WhatsApp also claims that it does not keep logs of who a user messages or calls, an assurance backed by Meta CEO Mark Zuckerberg in sworn public testimony before Congress, the lawsuit states.
Further still, once a user proceeds to account creation, they must agree to the WhatsApp Terms of Service and Privacy Policy, which emphasize the “strong privacy and security principles” that are supposedly central to the company and reiterate that messages will be encrypted, not stored on the WhatsApp servers and inaccessible to anyone but those involved in the communication, the complaint says.
The WhatsApp privacy policy also affirms that “[o]nce your messages are delivered, they are deleted from our servers,” the case adds.

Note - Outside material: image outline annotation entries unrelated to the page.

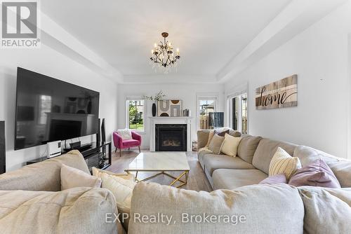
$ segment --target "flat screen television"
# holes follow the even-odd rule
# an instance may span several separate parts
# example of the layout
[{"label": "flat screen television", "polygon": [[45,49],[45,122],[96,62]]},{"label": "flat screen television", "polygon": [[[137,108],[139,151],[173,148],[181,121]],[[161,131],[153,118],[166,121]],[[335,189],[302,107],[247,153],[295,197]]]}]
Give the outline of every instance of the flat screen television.
[{"label": "flat screen television", "polygon": [[97,134],[100,93],[18,67],[15,150]]}]

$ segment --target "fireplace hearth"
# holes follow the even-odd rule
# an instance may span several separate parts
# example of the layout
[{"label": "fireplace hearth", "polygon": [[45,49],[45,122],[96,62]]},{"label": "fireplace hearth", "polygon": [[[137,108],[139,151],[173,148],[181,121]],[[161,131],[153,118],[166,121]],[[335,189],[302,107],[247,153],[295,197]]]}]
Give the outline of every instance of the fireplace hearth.
[{"label": "fireplace hearth", "polygon": [[186,124],[156,124],[156,151],[186,151]]}]

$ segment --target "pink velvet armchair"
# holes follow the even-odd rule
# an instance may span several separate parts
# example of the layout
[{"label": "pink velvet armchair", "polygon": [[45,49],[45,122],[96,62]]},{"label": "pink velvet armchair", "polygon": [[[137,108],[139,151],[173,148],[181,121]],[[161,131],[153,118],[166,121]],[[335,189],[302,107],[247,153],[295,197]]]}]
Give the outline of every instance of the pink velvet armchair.
[{"label": "pink velvet armchair", "polygon": [[131,139],[123,139],[117,132],[114,132],[113,133],[113,143],[116,147],[116,151],[114,152],[117,151],[117,148],[119,149],[120,157],[122,156],[122,149],[128,148],[129,149],[131,147],[138,146],[139,148],[139,153],[140,153],[141,136],[134,131],[131,132],[133,138]]}]

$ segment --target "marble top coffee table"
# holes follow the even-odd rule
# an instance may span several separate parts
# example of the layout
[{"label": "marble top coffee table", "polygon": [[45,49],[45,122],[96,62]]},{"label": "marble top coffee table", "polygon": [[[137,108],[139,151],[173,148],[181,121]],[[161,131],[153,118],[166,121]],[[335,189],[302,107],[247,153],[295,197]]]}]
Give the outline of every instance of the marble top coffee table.
[{"label": "marble top coffee table", "polygon": [[[177,186],[177,188],[179,188],[187,184],[190,170],[190,167],[184,152],[147,152],[139,153],[129,163],[128,168],[124,171],[128,174],[135,172],[137,181],[147,181],[158,175],[165,174],[173,179],[169,186],[173,186],[178,181],[180,184]],[[138,172],[156,172],[158,173],[143,179],[138,179]],[[166,172],[180,172],[180,174],[176,177]],[[181,179],[184,176],[185,180],[182,180]]]}]

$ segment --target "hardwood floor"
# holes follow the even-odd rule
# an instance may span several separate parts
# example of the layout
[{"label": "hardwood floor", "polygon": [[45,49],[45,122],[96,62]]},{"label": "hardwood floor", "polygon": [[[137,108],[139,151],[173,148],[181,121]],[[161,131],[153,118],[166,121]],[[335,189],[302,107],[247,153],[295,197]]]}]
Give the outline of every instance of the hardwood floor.
[{"label": "hardwood floor", "polygon": [[[142,152],[149,152],[149,151],[142,150]],[[119,157],[119,152],[113,152],[112,165],[110,166],[107,170],[115,173],[124,172],[124,169],[127,167],[128,165],[138,156],[138,153],[139,151],[137,149],[131,149],[131,151],[122,151],[121,157]],[[206,177],[205,173],[201,167],[200,163],[197,160],[197,152],[186,152],[185,153],[187,155],[189,166],[190,167],[190,171],[189,172],[189,177],[187,179],[187,184],[181,187],[181,188],[194,190],[197,191],[212,191],[212,188],[208,183],[208,181],[207,180],[207,178]],[[169,172],[168,173],[173,176],[179,176],[180,174],[179,172]],[[152,176],[154,174],[156,174],[156,172],[138,172],[138,177],[139,179],[143,179]],[[164,174],[161,174],[148,180],[147,181],[168,185],[172,181],[172,179]]]}]

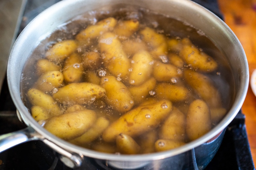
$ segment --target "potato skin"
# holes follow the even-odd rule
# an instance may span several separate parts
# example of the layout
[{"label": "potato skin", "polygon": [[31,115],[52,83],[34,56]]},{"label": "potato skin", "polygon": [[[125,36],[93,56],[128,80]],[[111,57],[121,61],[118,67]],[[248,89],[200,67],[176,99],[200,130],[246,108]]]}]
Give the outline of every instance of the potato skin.
[{"label": "potato skin", "polygon": [[121,133],[133,137],[151,130],[159,125],[172,109],[172,102],[164,100],[139,106],[111,124],[103,132],[103,140],[114,142]]},{"label": "potato skin", "polygon": [[183,74],[181,69],[172,64],[159,61],[155,62],[153,68],[153,76],[158,81],[168,81],[172,78],[181,77]]},{"label": "potato skin", "polygon": [[132,94],[123,83],[113,76],[101,78],[100,85],[106,90],[106,101],[119,113],[130,110],[134,104]]},{"label": "potato skin", "polygon": [[201,71],[211,72],[218,67],[217,63],[211,57],[199,51],[188,39],[182,40],[183,45],[179,55],[188,64],[190,64],[194,69]]},{"label": "potato skin", "polygon": [[60,88],[53,96],[60,102],[69,101],[82,104],[90,102],[92,98],[101,98],[105,94],[105,90],[98,85],[87,82],[74,83]]},{"label": "potato skin", "polygon": [[63,75],[60,71],[47,72],[38,78],[34,87],[44,92],[49,92],[61,86],[64,80]]},{"label": "potato skin", "polygon": [[184,142],[186,134],[186,116],[176,107],[161,127],[160,139],[173,139]]},{"label": "potato skin", "polygon": [[157,84],[155,91],[158,97],[172,102],[184,101],[190,95],[189,91],[185,87],[167,83]]},{"label": "potato skin", "polygon": [[190,141],[202,136],[211,128],[210,109],[202,100],[195,100],[190,104],[186,118],[186,131]]},{"label": "potato skin", "polygon": [[213,82],[209,77],[188,70],[184,70],[184,75],[186,81],[210,107],[221,107],[220,94],[213,85]]},{"label": "potato skin", "polygon": [[52,117],[46,120],[44,127],[59,138],[70,140],[84,133],[96,118],[93,110],[82,110]]},{"label": "potato skin", "polygon": [[118,150],[122,154],[137,154],[140,151],[140,147],[134,140],[123,133],[117,136],[116,143]]},{"label": "potato skin", "polygon": [[77,47],[76,41],[74,40],[64,40],[57,42],[46,52],[45,55],[50,61],[59,62],[75,51]]},{"label": "potato skin", "polygon": [[81,57],[76,53],[73,53],[66,59],[63,66],[63,76],[68,83],[81,81],[83,68]]},{"label": "potato skin", "polygon": [[150,53],[154,57],[160,59],[162,56],[166,56],[168,48],[165,37],[162,34],[158,34],[154,29],[146,27],[140,32],[143,35],[143,39],[149,44],[150,48],[152,50]]},{"label": "potato skin", "polygon": [[139,85],[151,76],[154,60],[147,51],[141,51],[134,54],[132,60],[133,61],[131,64],[132,71],[129,75],[129,83],[134,86]]},{"label": "potato skin", "polygon": [[155,148],[157,152],[168,150],[181,146],[185,143],[172,139],[159,139],[155,144]]},{"label": "potato skin", "polygon": [[52,116],[61,114],[58,106],[51,95],[34,88],[29,90],[27,94],[29,100],[33,106],[38,106],[46,109]]},{"label": "potato skin", "polygon": [[117,24],[117,20],[110,17],[97,22],[95,25],[87,26],[82,30],[75,37],[79,41],[87,41],[88,39],[94,39],[99,36],[101,33],[105,32],[113,29]]},{"label": "potato skin", "polygon": [[39,60],[36,62],[36,72],[39,75],[48,71],[59,70],[60,69],[59,66],[46,59]]},{"label": "potato skin", "polygon": [[114,76],[126,77],[130,67],[130,61],[116,35],[105,33],[100,36],[98,44],[105,66]]},{"label": "potato skin", "polygon": [[31,107],[30,110],[31,115],[36,121],[45,120],[51,116],[47,110],[39,106],[33,106]]},{"label": "potato skin", "polygon": [[139,25],[136,20],[120,21],[117,22],[113,32],[119,36],[128,37],[138,30]]},{"label": "potato skin", "polygon": [[70,142],[77,144],[83,145],[91,142],[99,138],[102,132],[109,125],[109,121],[104,117],[97,119],[95,123],[88,130],[81,136],[74,139]]},{"label": "potato skin", "polygon": [[139,86],[129,88],[134,103],[140,103],[149,95],[149,92],[154,90],[156,84],[156,79],[152,77]]}]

Who is covered by the WhatsApp class action lawsuit?
The WhatsApp class action lawsuit seeks to represent all WhatsApp users residing in the United States who, between April 5, 2016 and the present, sent or received communications on the WhatsApp platform.
How can I sign up for the WhatsApp lawsuit?
Typically, you don’t need to do anything to sign up for or join a class action lawsuit when it is initially filed. Should the case be resolved with a class action settlement, settlement class members will typically be notified of the deal by mail and/or email with instructions on what to do next and their options and legal rights moving forward.